Democratizing Data Science

Ushahidi
Mar 26, 2011

We like to say that our mission with the SwiftRiver project is to democratize access to the tools used for understanding information. To me that means taking the hard-work out of drawing insight from excessive quantities of data, to help humans process things more efficiently. That's why it was huge honor to announce the SwiftRiver project's ongoing collaborations with software developer Pete Warden earlier this year. Earlier this week Pete announced a cool project closely aligned with our mission called the Data Science Toolkit:

The Data Science Toolkit is a collection of data tools and open APIs curated by our own Pete Warden. You can use it to extract text from a document, learn the political leanings of a particular neighborhood, find all the names of people mentioned in a text and more. He unveiled it today at GigaOM Structure Big Data in New York City. It's available as a Web service, or you download a virtual machine and host it on your own server.

Street Address to Coordinates - Street Address to Location calculates the latitude/longitude coordinates for a postal address.

File to Text - Converts PDFs, Word Documents, Excel Spreadsheets to text. Recovers text from JPEG, PNG or TIFF images of scanned documents.

Coordinates to Political Areas - Returns the country, region, state, county, constituencies and neighborhood a point is inside.

Geodict - Geodict pulls country, city and region names from unstructured English text, and returns their coordinates.

IP Address to Coordinates - IP Address to Location calculates country, state, city and latitude/longitude coordinates for IP addresses.

Text to Sentences - Removes any parts of the text that look like boilerplate instead of real sentences.
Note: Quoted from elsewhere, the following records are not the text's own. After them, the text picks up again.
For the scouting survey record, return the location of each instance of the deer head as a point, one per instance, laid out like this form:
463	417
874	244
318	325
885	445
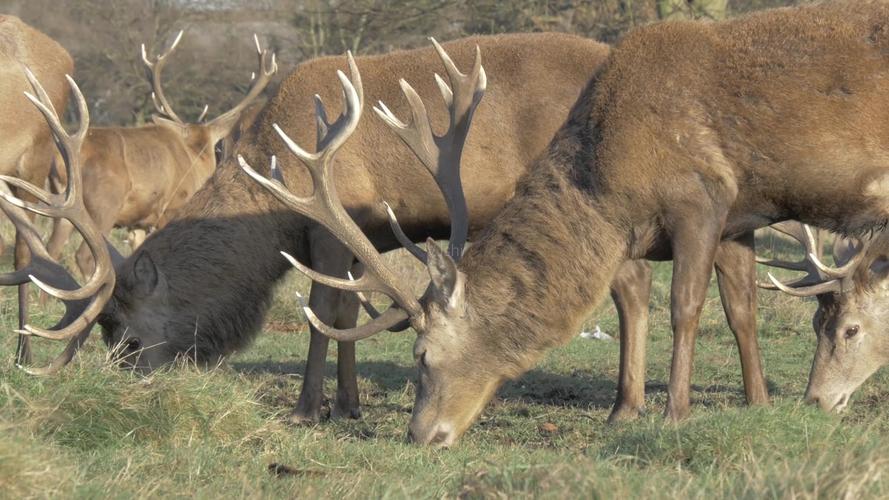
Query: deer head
202	136
83	304
455	382
853	311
HTML to Text - Returns the full text that would actually be displayed in the browser when an HTML document was rendered.

HTML to Story - Takes an HTML document representing a news article or similar page, and extracts just the story text.

Text to People - Spots text fragments that look like people's names or titles, and guesses their gender where possible.

The DSTK project joins a number of similar open data science tools on the market. Increasingly there's a need for people of all types to own and control their own data in ways that are easy to utilize or deploy. It's one of the reasons people use Ushahidi products, apps like ours lower the barrier to entry for those who want simple ways to collect or visualize data. Hence the reason we're actively contributing to GeoDict and the greater DSTK initiative. Find out more at datasciencetoolkit.org.